Patch to boost/detail/interlocked.hpp

I am trying to change my call_once implementation for boost.thread, so it doesn't require windows.h to be included. In doing so, I tried to use boost/detail/interlocked.hpp, and discovered that it doesn't work on gcc-mingw-4.0.1, since the imported functions are declared in boost::detail namespace, and the macros don't qualify the names. Attached is a patch for the file that changes the macros to refer to the imported functions by fully qualified names. Please can someone check and commit this for me. Anthony -- Anthony Williams Software Developer

Anthony Williams wrote:
I am trying to change my call_once implementation for boost.thread, so it doesn't require windows.h to be included.
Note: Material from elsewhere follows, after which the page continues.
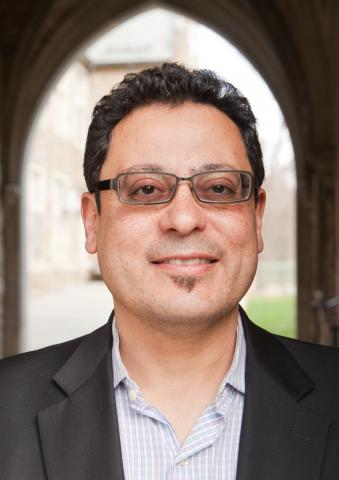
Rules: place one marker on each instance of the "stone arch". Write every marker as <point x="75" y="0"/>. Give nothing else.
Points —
<point x="59" y="33"/>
In doing so, I tried to use boost/detail/interlocked.hpp, and discovered that it doesn't work on gcc-mingw-4.0.1, since the imported functions are declared in boost::detail namespace, and the macros don't qualify the names.
Attached is a patch for the file that changes the macros to refer to the imported functions by fully qualified names.
Please can someone check and commit this for me.
Apologies for not being able to respond earlier. I have some (very) minor comments about your changes. Qualifying _Interlocked* with :: appears to work as intended - although I haven't tested it extensively - but looks very odd for someone reading the code; these identifiers are reserved and there shouldn't be any namespace clashes, so it might be best to leave them unqualified. BOOST_INTERLOCKED_READ doesn't really belong in interlocked.hpp (macro vs inline aside). The aim of this header is only to provide the Interlocked* functions as specified and documented by Microsoft without including <windows.h>; it is not meant to introduce new unspecified and undocumented functionality. Finally, I believe that for correct double-checked locking you only need a load with acquire barrier on the fast path - which maps to an ordinary load on x86(-64) and to ld.acq on IA-64 - and by using a fully locked cmpxchg you're introducing a performance penalty (the philosophical debate of whether InterlockedCompareExchange is guaranteed to enforce memory ordering when the comparison fails aside.)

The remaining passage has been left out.